Der Geschäftswert für das Rechtsbeschwerdeverfahren beträgt 38.871 DM.
Gründe
I.
Der Antragsteller ist Mitglied der Erbengemeinschaft nach seinem 1945 verstorbenen Vater, R. H.. Zur Erbengemeinschaft gehört auch seine Mutter, G. H.. Der Antragsteller trat 1960 in die LPG „G.” W. ein und bewirtschaftete den ehemals väterlichen Betrieb mit einer Bodenfläche von 18,51 ha. Zum 1. Januar 1976 brachte er den Betrieb in die Rechtsvorgängerin der Antragsgegnerin ein und leistete laut Übernahmeprotokoll einen Inventarbeitrag von 14.808 Mark/DDR sowie einen Investbeitrag von 31.467 Mark/DDR durch Geldzahlung und Übergabe von Obst.
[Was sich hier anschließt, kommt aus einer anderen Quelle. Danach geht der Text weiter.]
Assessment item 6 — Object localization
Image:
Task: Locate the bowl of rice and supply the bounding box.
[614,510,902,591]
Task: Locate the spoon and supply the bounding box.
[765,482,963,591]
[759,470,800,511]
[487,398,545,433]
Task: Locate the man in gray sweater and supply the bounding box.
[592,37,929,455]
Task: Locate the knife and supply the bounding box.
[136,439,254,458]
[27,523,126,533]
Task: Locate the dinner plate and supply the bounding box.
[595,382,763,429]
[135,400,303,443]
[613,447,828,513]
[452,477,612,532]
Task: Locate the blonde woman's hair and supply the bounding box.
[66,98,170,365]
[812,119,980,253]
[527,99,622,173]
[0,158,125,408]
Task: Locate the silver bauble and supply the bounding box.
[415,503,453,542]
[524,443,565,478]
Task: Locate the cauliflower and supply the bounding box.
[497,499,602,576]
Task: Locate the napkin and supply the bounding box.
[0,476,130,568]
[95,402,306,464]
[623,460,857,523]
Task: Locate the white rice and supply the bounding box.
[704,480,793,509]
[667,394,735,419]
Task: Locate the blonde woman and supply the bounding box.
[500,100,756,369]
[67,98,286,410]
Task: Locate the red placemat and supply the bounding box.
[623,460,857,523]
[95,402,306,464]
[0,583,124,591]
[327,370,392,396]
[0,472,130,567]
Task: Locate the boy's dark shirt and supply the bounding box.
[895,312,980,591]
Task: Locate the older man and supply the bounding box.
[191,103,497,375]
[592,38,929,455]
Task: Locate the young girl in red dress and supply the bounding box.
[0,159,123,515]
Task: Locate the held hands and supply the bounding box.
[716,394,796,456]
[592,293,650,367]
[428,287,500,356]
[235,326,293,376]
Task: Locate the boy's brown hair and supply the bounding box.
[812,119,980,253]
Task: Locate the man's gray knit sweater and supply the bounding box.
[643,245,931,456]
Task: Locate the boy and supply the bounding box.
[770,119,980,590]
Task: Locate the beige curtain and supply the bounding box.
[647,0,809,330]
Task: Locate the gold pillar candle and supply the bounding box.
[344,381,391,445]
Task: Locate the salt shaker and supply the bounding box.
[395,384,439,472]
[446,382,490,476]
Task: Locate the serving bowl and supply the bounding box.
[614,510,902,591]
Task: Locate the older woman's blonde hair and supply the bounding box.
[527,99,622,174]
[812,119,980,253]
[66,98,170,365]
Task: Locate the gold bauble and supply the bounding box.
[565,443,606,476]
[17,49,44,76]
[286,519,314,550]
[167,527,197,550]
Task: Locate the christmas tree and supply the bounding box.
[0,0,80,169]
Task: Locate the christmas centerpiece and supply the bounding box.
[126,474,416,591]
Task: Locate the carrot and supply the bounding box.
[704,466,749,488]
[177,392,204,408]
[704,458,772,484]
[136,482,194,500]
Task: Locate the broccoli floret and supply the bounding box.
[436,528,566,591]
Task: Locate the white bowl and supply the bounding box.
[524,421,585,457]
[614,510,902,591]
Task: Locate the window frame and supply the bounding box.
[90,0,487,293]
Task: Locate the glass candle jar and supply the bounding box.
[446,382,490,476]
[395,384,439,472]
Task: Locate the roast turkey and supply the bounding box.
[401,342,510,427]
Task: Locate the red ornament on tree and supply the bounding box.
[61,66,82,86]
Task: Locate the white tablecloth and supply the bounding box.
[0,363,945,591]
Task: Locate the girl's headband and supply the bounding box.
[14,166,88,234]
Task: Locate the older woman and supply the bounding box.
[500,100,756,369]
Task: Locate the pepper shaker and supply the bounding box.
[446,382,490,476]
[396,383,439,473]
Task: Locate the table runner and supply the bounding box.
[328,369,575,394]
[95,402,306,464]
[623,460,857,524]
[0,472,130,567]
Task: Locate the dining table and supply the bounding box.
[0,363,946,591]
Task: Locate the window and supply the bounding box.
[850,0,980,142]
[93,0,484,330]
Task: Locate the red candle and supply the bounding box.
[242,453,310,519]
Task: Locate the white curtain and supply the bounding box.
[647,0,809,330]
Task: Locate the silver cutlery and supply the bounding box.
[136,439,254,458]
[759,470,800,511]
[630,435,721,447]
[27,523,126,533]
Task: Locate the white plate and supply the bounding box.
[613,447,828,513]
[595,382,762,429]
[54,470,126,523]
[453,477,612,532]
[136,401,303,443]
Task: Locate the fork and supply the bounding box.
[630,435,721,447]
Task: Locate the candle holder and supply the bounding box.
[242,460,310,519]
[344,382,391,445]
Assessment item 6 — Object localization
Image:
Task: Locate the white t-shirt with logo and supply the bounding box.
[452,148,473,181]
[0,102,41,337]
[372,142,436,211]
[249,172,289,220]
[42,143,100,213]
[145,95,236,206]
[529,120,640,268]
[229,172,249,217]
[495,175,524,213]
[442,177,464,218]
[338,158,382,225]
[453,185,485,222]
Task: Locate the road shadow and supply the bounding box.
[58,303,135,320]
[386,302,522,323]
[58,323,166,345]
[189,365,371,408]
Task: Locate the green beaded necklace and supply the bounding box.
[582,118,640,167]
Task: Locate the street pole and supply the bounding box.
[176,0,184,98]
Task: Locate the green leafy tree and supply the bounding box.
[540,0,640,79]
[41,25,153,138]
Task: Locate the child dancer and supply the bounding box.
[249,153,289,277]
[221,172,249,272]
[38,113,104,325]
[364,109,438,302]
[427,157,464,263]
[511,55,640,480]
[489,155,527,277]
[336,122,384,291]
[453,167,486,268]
Er beendete seine landwirtschaftliche Tätigkeit und schied aus der LPG aus. Im Jahr 1978 entstand aus der ehemaligen kooperativen Abteilung Pflanzenproduktion (KAP) die LPG Pflanzenproduktion „W. P.” G. deren Rechtsnachfolgerin die G. A. e.G. ist. Die LPG „M.” G. bestand als LPG (T) „M.” G. fort und befindet sich seit 1. Januar 1992, in Liquidation. Beide LPGen schlossen am 9. Februar 1978 eine Vereinbarung, wonach die LPG (P) „W. P.” von der LPG „M.” G. die Mitgliedschaft aller Mitglieder sowie die Arbeiter aufgrund der bisherigen Delegierung übernimmt. Zu den in einer Anlage dieser Vereinbarung namentlich aufgeführten Mitgliedern gehört auch die Mutter des Antragstellers.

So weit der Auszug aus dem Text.